Complete step by step answer:
Given that, power of product rules.
This rule is used to calculate the power of a value which is obtained as a result of multiplying two variables.
Let us assume the variables $x=2$ , $y=3$ and $a=2$ .
Now the value of ${{\left( x\times y \right)}^{a}}$ is calculated by
${{\left( x\times y \right)}^{a}}={{\left( 2\times 3 \right)}^{2}}$
Simplifying the above equation, then we will have
$\begin{align}
  & {{\left( x\times y \right)}^{a}}={{6}^{2}} \\
 & \Rightarrow {{\left( x\times y \right)}^{a}}=36 \\
\end{align}$
Now consider the first option which says ${{\left( x\times y \right)}^{a}}={{x}^{a}}\times y$.
The value of ${{x}^{a}}\times y$ is given by
${{x}^{a}}\times y={{2}^{2}}\times 3$
Simplifying the above equation, then we will get
$\begin{align}
  & {{x}^{a}}\times y=4\times 3 \\
 & \Rightarrow {{x}^{a}}\times y=12 \\
\end{align}$
Now consider the second option which says ${{\left( x\times y \right)}^{a}}=x\times {{y}^{a}}$.
The value of $x\times {{y}^{a}}$ is given by
$x\times {{y}^{a}}=2\times {{3}^{2}}$
Simplifying the above equation, then we will have
$\begin{align}
  & x\times {{y}^{a}}=2\times 9 \\
 & \Rightarrow x\times {{y}^{a}}=18 \\
\end{align}$
Now consider the third option which says ${{\left( x\times y \right)}^{a}}={{x}^{a}}+{{y}^{a}}$
The value of ${{x}^{a}}+{{y}^{a}}$ is given by
${{x}^{a}}+{{y}^{a}}={{2}^{2}}+{{3}^{2}}$
Simplifying the above equation, then we will get
$\begin{align}
  & {{x}^{a}}+{{y}^{a}}=4+9 \\
 & \Rightarrow {{x}^{a}}+{{y}^{a}}=13 \\
\end{align}$
Considering the fourth option which says ${{\left( x\times y \right)}^{a}}={{x}^{a}}\times {{y}^{a}}$
The value of ${{x}^{a}}\times {{y}^{a}}$ is given by
${{x}^{a}}\times {{y}^{a}}={{2}^{2}}\times {{3}^{2}}$
Simplifying the above equation, then we will have
$\begin{align}
  & {{x}^{a}}\times {{y}^{a}}=4\times 9 \\
 & \Rightarrow {{x}^{a}}\times {{y}^{a}}=36 \\
\end{align}$
On observing the values given by the fourth options we can say that the value of ${{\left( x\times y \right)}^{a}}$ is equal to ${{x}^{a}}\times {{y}^{a}}$.

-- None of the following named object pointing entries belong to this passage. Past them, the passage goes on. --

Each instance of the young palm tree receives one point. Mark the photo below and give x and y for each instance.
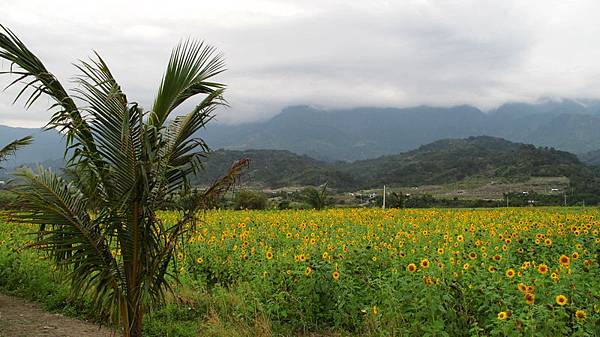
(12, 147)
(128, 161)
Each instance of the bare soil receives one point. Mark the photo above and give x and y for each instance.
(19, 318)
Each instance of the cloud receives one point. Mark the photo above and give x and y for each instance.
(327, 53)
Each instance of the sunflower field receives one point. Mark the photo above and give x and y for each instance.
(431, 272)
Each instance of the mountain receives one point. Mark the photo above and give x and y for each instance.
(366, 133)
(47, 145)
(591, 158)
(452, 160)
(440, 162)
(274, 169)
(363, 133)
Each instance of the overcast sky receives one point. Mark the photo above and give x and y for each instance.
(325, 53)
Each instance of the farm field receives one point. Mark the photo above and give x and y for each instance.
(429, 272)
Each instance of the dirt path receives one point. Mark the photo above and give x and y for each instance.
(19, 318)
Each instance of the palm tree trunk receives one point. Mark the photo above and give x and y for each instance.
(136, 323)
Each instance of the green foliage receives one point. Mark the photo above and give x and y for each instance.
(99, 223)
(10, 149)
(246, 199)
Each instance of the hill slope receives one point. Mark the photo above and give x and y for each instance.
(441, 162)
(364, 133)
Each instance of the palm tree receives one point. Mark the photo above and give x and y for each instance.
(12, 147)
(128, 161)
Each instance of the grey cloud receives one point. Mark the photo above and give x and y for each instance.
(326, 53)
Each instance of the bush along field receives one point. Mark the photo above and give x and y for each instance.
(367, 272)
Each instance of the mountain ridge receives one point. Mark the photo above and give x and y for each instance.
(364, 132)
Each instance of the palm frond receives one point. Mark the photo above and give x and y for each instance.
(34, 76)
(191, 65)
(12, 147)
(184, 150)
(68, 233)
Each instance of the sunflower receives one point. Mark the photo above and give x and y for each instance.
(502, 315)
(561, 300)
(375, 310)
(529, 298)
(427, 280)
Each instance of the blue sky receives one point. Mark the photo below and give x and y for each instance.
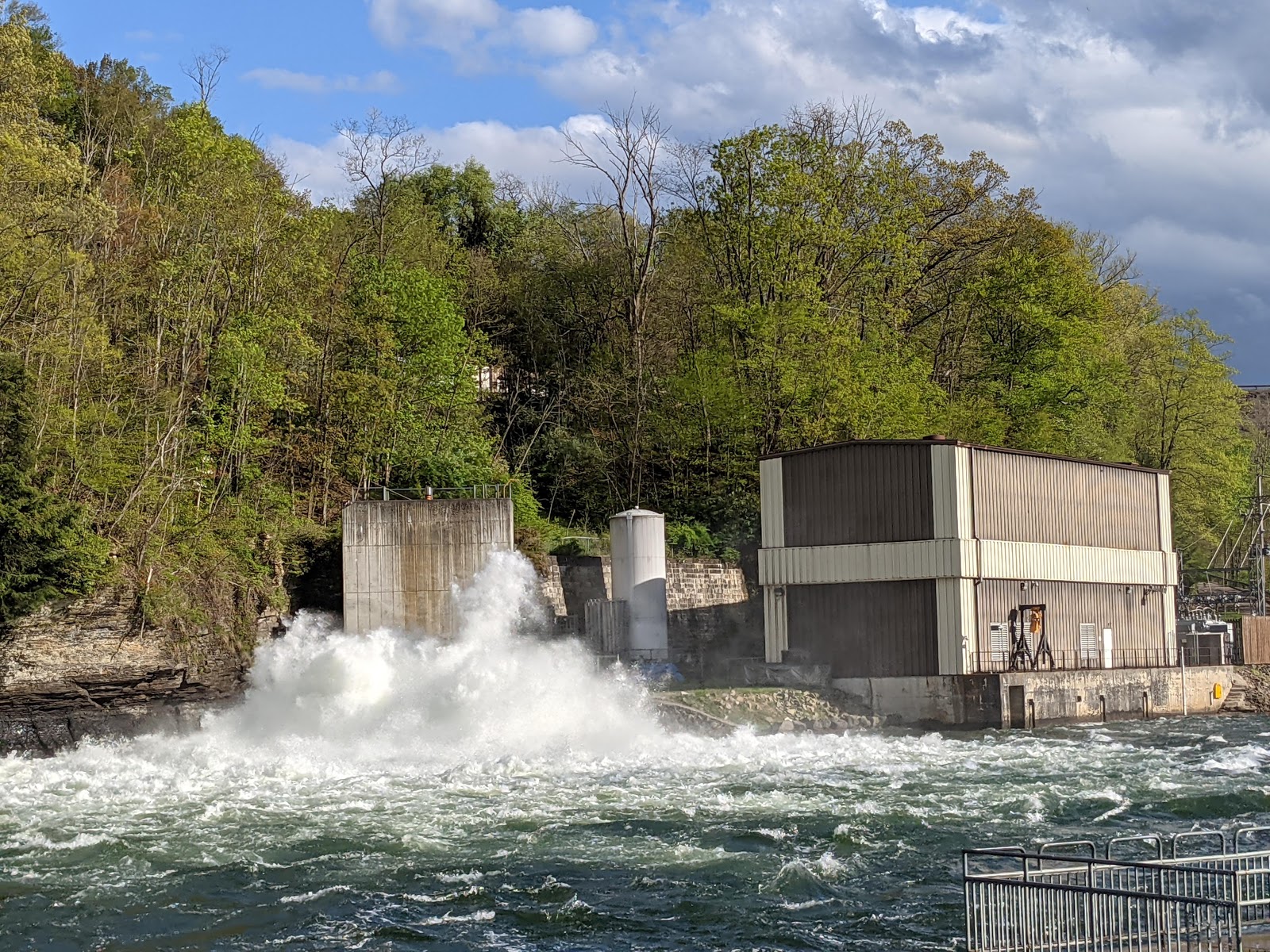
(1149, 120)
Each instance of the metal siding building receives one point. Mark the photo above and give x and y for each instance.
(912, 558)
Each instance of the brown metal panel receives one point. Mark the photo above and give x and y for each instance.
(867, 628)
(859, 493)
(1022, 498)
(1136, 616)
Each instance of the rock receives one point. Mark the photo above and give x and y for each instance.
(88, 666)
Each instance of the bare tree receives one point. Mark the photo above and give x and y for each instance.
(628, 154)
(379, 152)
(206, 71)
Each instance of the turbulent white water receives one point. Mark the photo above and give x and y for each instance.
(498, 791)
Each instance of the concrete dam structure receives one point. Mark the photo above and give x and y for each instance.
(404, 556)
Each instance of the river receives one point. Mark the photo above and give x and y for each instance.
(498, 793)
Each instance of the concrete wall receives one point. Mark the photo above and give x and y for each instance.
(403, 559)
(1047, 697)
(1121, 693)
(939, 701)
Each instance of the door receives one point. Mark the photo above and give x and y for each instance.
(1018, 714)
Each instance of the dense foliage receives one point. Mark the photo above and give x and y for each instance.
(206, 365)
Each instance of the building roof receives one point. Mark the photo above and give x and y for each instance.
(956, 443)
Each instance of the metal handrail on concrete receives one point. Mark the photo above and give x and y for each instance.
(1064, 898)
(489, 490)
(1067, 660)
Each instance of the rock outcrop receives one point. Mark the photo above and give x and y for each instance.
(765, 710)
(90, 666)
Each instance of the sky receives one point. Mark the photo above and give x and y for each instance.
(1146, 120)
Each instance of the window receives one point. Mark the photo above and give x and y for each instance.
(999, 641)
(1089, 645)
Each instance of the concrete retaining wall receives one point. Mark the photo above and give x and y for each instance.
(403, 559)
(1041, 697)
(711, 615)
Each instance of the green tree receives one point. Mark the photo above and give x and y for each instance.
(46, 549)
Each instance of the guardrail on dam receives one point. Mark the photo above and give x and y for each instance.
(404, 550)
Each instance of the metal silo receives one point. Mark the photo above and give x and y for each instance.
(638, 541)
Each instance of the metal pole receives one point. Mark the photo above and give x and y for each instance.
(1261, 549)
(1183, 653)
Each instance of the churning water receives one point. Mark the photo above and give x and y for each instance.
(497, 793)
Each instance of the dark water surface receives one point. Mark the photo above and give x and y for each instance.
(381, 793)
(746, 843)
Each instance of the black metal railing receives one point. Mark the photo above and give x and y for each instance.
(1001, 662)
(1195, 892)
(488, 490)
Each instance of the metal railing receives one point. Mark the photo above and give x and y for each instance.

Hence the power of product rules is represented by ${{\left( x\times y \right)}^{a}}={{x}^{a}}\times {{y}^{a}}$.

So, the correct answer is “Option D”.

Note: From the statement of the power of product rule we can simply identify the correct answer. The power of product rule says that “if the product of the bases is powered by the same exponent, then the result is multiplication of all the bases, each powered by the given exponent”. From this statement also we can say that the power of product rules is represented by ${{\left( x\times y \right)}^{a}}={{x}^{a}}\times {{y}^{a}}$.